Profesjonalista i wzór

Takie podejście Świderskiego do obowiązków reprezentacyjnych nie powinno już jednak nikogo dziwić - od lat udawania, że jest prawdziwym profesjonalistą. Podkreślają to jego koledzy i trenerzy, między innymi za to szanowany jest w Polsce i zagranicą, a przede wszystkim we Włoszech, gdzie ma doskonałą renomę.

- "Świder” ma zaciśnięte zęby od dawna. Ale to jest profesjonalista w każdym calu, a przy tym chłopak ogromnie ambitny. Po meczach, kiedy wszyscy już dawno są w szatni, potrafi powiedzieć: "Mostek daj piłeczkę, jeszcze trochę poodbijam” i ćwiczy te swoje ataki z szóstej strefy - powiedział kilka lat temu o Świderskim (w wywiadzie dla Gazety Wyborczej) Jerzy Mostowski, wieloletni fizjoterapeuta reprezentacji Polski i klubu z Kędzierzyna-Koźla, w którym przez kilka lat występował gorzowianin.

Dla wielu młodych zawodników Świderski może być wzorem - dla tych, którzy zmagają się z kontuzjami, czy dla tych, którzy nie mają optymalnych predyspozycji do uprawiania sportu. Może być przykładem tego, jak dzięki ciężkiej pracy można osiągnąć naprawdę dużo oraz, jak należy traktować powołanie do reprezentacji - w kategoriach wyróżnienia, a nie problemu.

Foto: Do obowiązków reprezentacyjnych gorzowian podchodzi z ogromnym zaangażowaniem

Nie tylko siatkówka

Sukcesy Sebastian Świderski odnosi jednak nie tylko w siatkówce. Kilka lat temu uzyskał tytuł magistra, choć połączenie sportu z nauką z pewnością nie było łatwe. Gorzowianin nie musi się też bać przyszłości - od kilku lat inwestuje zarobione pieniądze, więc zakończenie kariery nie będzie dla niego szokiem. Najważniejsza w życiu popularnego zawodnika jest jednak rodzina - prywatnie Sebastian Świderski jest szczęśliwym mężem Olgi i ojcem Mai i Tomka.

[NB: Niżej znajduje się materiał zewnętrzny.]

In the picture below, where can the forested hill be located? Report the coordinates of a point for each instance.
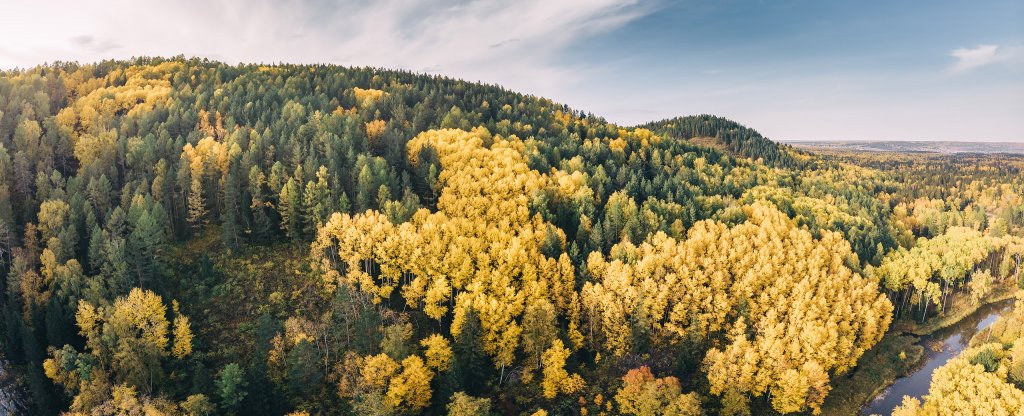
(186, 237)
(727, 134)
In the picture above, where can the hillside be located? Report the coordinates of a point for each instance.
(187, 237)
(726, 135)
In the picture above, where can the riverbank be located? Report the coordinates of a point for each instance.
(894, 357)
(963, 309)
(898, 355)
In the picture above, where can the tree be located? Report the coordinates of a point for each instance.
(556, 379)
(465, 405)
(642, 394)
(438, 351)
(290, 208)
(231, 386)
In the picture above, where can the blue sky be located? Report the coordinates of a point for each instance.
(791, 69)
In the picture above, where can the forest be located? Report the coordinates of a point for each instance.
(184, 237)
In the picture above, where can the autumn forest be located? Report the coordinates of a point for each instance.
(184, 237)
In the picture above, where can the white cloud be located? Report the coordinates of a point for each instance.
(515, 43)
(971, 58)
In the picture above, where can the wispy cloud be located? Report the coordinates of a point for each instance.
(516, 43)
(981, 55)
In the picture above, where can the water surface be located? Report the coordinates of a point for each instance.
(939, 348)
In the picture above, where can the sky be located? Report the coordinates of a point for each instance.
(795, 70)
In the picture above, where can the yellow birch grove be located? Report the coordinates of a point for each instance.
(480, 251)
(794, 312)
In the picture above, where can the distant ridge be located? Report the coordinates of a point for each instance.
(948, 148)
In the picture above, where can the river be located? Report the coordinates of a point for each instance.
(939, 348)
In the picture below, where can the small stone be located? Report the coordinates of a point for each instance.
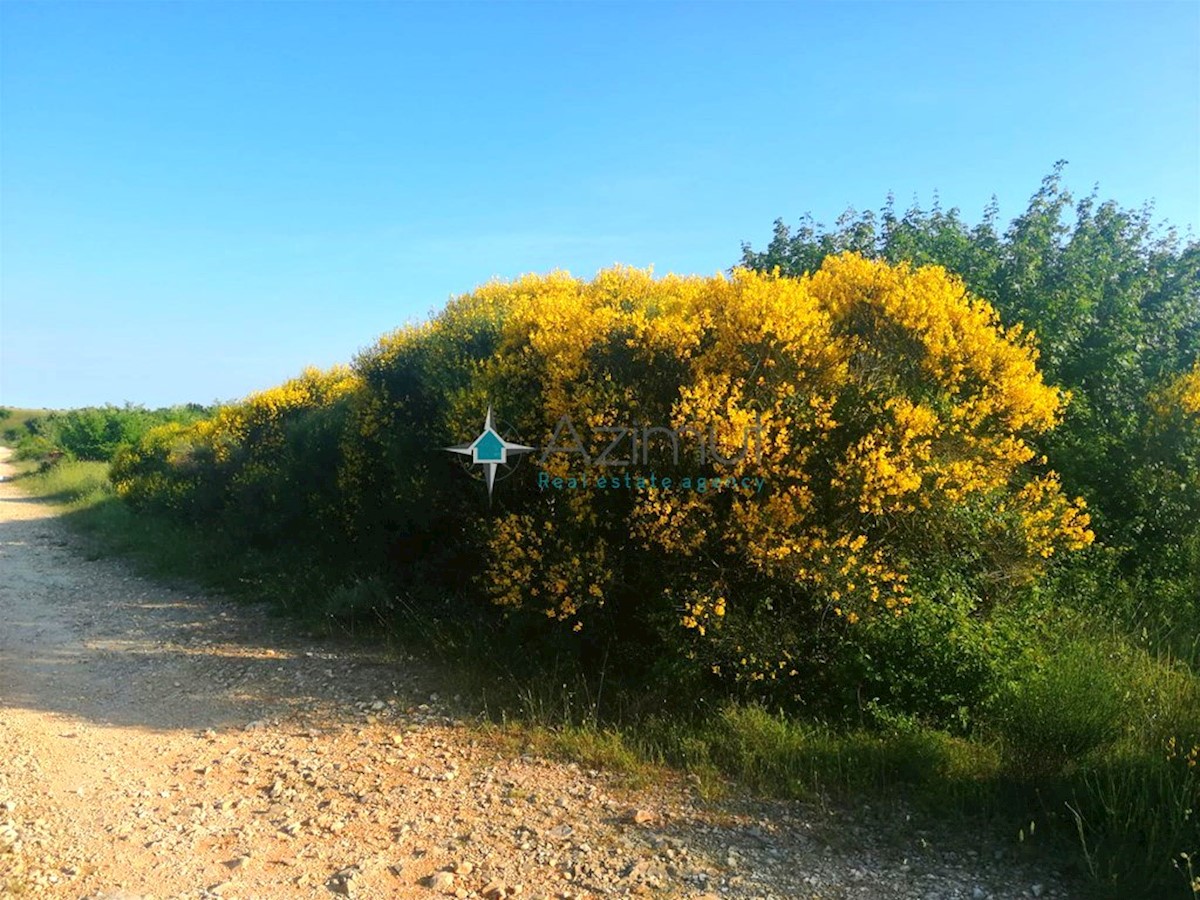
(642, 816)
(441, 881)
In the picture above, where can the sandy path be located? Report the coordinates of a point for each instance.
(160, 743)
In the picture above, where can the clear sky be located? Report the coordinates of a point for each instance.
(197, 199)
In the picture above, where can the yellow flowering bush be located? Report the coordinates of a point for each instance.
(885, 413)
(750, 467)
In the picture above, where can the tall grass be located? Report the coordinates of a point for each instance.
(1097, 743)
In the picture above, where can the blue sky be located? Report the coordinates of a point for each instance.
(197, 199)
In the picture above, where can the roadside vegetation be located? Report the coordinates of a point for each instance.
(972, 581)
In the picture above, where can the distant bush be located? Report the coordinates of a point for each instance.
(265, 469)
(96, 433)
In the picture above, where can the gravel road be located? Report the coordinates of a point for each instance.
(159, 742)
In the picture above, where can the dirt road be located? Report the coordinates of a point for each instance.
(156, 742)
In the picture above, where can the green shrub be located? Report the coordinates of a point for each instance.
(1075, 702)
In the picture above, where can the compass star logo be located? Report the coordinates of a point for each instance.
(490, 450)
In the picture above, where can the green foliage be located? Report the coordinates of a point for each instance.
(1116, 309)
(1071, 706)
(95, 433)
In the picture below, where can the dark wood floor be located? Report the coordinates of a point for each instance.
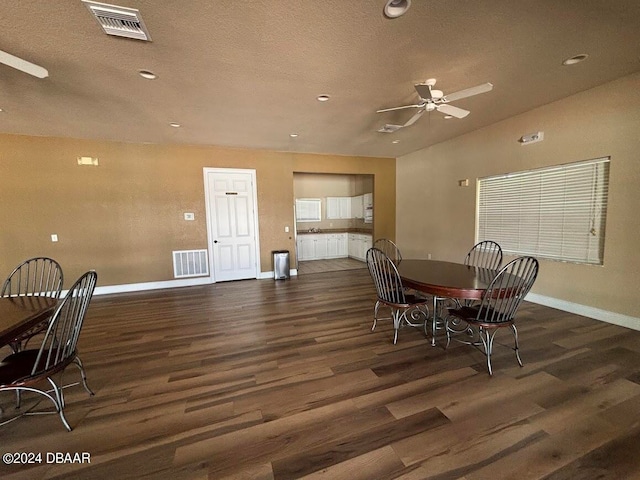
(284, 379)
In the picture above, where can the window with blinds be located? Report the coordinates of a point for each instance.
(556, 212)
(308, 209)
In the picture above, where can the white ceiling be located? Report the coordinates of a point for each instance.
(246, 73)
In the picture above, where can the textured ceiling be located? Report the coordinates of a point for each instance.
(247, 73)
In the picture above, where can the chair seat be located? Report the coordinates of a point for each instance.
(17, 367)
(415, 299)
(478, 315)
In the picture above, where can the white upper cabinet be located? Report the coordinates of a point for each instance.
(308, 210)
(357, 206)
(368, 207)
(338, 207)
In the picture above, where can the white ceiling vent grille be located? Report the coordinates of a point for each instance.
(119, 21)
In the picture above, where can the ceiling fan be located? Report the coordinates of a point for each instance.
(432, 99)
(22, 65)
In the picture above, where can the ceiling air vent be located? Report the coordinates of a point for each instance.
(389, 128)
(119, 21)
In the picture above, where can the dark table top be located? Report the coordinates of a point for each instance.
(445, 279)
(19, 314)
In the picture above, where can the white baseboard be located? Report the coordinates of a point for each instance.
(185, 282)
(139, 287)
(586, 311)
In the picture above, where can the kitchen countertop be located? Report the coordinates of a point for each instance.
(336, 230)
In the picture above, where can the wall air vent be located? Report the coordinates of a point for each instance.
(119, 21)
(190, 263)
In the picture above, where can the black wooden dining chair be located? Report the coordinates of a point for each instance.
(25, 370)
(485, 254)
(406, 308)
(38, 276)
(389, 248)
(496, 310)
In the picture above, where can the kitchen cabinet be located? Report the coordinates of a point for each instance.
(357, 206)
(337, 245)
(321, 246)
(338, 207)
(368, 207)
(359, 243)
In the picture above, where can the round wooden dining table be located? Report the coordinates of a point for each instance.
(19, 314)
(445, 279)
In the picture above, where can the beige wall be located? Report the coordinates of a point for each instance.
(124, 217)
(604, 121)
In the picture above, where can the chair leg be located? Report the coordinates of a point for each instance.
(59, 403)
(78, 363)
(487, 341)
(397, 317)
(516, 347)
(375, 315)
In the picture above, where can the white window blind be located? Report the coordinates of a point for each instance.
(555, 212)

Wbrew temu, czego obawiało się sporo kibiców Sebastian Świderski nie zdecydował się zakończyć kariery reprezentacyjnej. I dla polskiej siatkówki jest to wiadomość wspaniała. Bo taki zawodnik byłby potrzebny każdej drużynie - jest to doskonały siatkarz (co wciąż potwierdza we włoskiej Serie A, a czego kolejnym potwierdzeniem było powołanie Świderskiego do meczu gwiazd) i wspaniała osobowość. Zawodnik, obok którego gra może być cennym doświadczeniem dla wielu naszych młodych i utalentowanych graczy.